If you read the other two parts of my London Walkabout, you must have been wondering, why I have not mentioned all the famous London locations from the very centre: Trafalgar Square, Picadilly Circus, Oxford Street, the theatre land and so on.
The main reason is because the West End is rather pointless when you don't intend to spend money, unless of course you are one of those strange people who enjoy looking at merchandise for the sake of looking. Most of these places are either directly or indirectly about shopping or eating out or paid entertainment and thus not very rewarding for somebody counting pennies.
Still, I suppose there is no avoiding that. Take the tube to Green Park and walk down Picadilly towards Picadilly Circus. You will pass The Ritz, Burlington Arcade and Fortnum and Mason amongst other locations of conspicuous consumption, and after about 700 yards you'll get to Picadilly Circus which is one of the most overrated spots in London: noisy, trafficky, boring and with no attraction I can think of whatsoever apart from the sheer idea of visiting an iconic location, of course
Walk away from Picadilly Circus via Shaftesbury Avenue, leaving Soho on your left, turn right into the big Chinese arch and walk down to Leicester Square via the Chinatown.
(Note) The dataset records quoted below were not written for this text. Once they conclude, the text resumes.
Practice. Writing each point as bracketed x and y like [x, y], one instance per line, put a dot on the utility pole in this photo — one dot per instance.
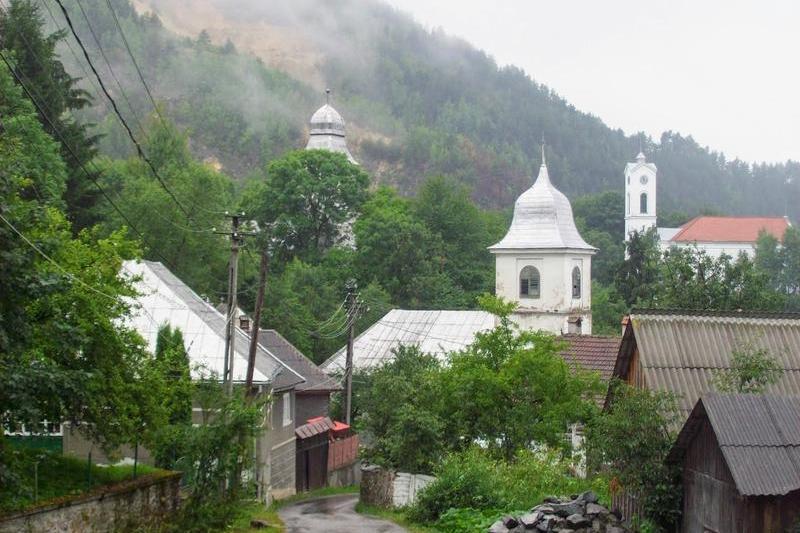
[348, 373]
[233, 273]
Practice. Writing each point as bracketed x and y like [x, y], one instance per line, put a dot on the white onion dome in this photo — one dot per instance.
[542, 220]
[327, 121]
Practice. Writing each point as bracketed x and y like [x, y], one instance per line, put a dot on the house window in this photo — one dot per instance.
[287, 409]
[529, 283]
[576, 282]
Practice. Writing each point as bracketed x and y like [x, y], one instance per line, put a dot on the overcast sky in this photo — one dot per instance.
[725, 71]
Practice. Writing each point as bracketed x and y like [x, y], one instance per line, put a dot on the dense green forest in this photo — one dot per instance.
[420, 102]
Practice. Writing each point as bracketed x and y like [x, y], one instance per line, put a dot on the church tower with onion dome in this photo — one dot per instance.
[543, 264]
[326, 130]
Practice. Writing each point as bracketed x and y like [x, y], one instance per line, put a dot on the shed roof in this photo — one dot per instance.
[592, 352]
[316, 379]
[730, 229]
[759, 436]
[434, 332]
[683, 351]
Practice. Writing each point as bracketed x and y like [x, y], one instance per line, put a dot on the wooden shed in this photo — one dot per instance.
[740, 457]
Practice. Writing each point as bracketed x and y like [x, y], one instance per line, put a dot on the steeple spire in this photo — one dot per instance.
[544, 162]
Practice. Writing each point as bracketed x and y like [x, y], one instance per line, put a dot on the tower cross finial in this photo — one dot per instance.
[543, 158]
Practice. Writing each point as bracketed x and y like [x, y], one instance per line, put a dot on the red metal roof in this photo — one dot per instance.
[730, 229]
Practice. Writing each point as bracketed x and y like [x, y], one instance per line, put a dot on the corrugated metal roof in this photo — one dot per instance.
[682, 352]
[316, 379]
[314, 427]
[594, 353]
[434, 332]
[759, 436]
[164, 298]
[542, 220]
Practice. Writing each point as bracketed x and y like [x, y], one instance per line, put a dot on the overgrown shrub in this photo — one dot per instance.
[472, 487]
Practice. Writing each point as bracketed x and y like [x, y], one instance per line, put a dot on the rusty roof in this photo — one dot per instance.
[315, 378]
[730, 229]
[759, 436]
[315, 426]
[682, 352]
[592, 352]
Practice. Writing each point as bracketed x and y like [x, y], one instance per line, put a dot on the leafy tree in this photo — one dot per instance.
[511, 388]
[608, 308]
[631, 440]
[404, 430]
[691, 279]
[58, 93]
[65, 353]
[395, 248]
[636, 277]
[752, 370]
[307, 198]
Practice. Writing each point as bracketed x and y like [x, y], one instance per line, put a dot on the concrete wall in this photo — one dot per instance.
[310, 405]
[128, 506]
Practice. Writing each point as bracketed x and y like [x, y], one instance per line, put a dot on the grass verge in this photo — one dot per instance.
[393, 515]
[255, 511]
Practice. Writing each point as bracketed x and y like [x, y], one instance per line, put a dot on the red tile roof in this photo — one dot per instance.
[593, 353]
[730, 229]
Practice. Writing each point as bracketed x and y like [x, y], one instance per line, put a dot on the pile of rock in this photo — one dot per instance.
[580, 514]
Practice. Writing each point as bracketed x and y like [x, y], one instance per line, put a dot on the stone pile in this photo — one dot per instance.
[580, 514]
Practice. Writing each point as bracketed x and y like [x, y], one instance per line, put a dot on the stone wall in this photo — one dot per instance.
[126, 506]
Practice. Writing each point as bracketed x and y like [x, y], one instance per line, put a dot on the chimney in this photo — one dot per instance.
[625, 321]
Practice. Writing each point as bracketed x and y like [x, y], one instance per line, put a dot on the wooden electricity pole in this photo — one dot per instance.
[230, 326]
[348, 373]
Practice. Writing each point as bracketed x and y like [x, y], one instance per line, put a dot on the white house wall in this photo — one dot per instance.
[158, 305]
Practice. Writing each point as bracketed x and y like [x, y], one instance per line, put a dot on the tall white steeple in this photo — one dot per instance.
[543, 264]
[327, 130]
[640, 195]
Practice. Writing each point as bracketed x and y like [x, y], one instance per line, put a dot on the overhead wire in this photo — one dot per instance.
[138, 146]
[80, 163]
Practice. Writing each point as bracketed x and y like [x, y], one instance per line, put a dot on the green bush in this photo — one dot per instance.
[472, 488]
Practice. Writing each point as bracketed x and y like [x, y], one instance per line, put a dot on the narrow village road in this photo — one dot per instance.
[332, 514]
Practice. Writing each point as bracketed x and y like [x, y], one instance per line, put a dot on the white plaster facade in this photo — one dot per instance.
[640, 195]
[543, 237]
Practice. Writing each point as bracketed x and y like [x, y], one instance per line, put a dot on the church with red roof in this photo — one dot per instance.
[717, 235]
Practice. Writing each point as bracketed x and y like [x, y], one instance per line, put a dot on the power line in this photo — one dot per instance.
[64, 143]
[133, 59]
[139, 149]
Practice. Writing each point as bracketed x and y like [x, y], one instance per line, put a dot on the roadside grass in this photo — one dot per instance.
[393, 515]
[253, 510]
[46, 476]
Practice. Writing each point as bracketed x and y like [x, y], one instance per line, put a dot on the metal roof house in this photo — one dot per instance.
[441, 332]
[740, 457]
[682, 351]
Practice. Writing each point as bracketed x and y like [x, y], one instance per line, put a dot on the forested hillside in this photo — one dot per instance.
[243, 78]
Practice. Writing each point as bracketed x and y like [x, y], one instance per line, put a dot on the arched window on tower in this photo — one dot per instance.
[529, 286]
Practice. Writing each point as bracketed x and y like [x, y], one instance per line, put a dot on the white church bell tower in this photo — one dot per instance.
[543, 264]
[640, 195]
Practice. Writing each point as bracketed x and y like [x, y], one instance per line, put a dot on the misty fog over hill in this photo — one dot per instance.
[244, 77]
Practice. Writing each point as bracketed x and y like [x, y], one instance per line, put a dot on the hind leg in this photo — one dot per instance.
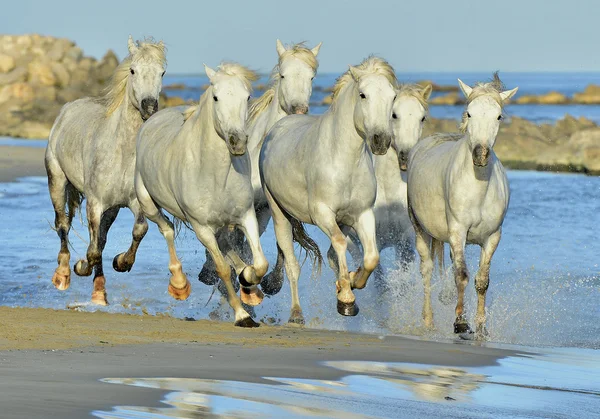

Leicester Sq is also boring, but you can at least claim you've been this way.
Walk down via Irving Street and St Martin's Place, passing the rather lovely St Martin-in-the-Fields church (free tour normally on Thursdays at 11.30am, book on 02078398362) and the entrance to National Portrait Gallery (free and interesting, but not perhaps on the must-see list) to enter the most famous of London's public spaces, the grand imperial Trafalgar Square, with its Nelson's Column, pigeons, fountains, bronze lions, and the changing display of modern sculpture on its fourth plinth on the Northwest corner.
The square is a popular site for political demonstrations and is the main hub for London's night buses, but its main attraction for free sightseeing hunter is the National Gallery located at the north side of the square, and a wonderful collection of European paintings, from Piero della Francesca and Leonardo da Vinci to Renoir and Van Ghogh.
If painting is not your thing, potter about the Trafalgar Square for a while and then make your way along the Strand, past Charing Cross station and monument (all distances to London are measured from here). Turn left by the Savoy Hotel and take Southampton Street to Covent Garden. It's very difficult to avoid spending money at the countless speciality shops and restaurants there, but it's possible, and it's the main venue for street entertainment in London, with acts competing for spaces (and payment strictly voluntary).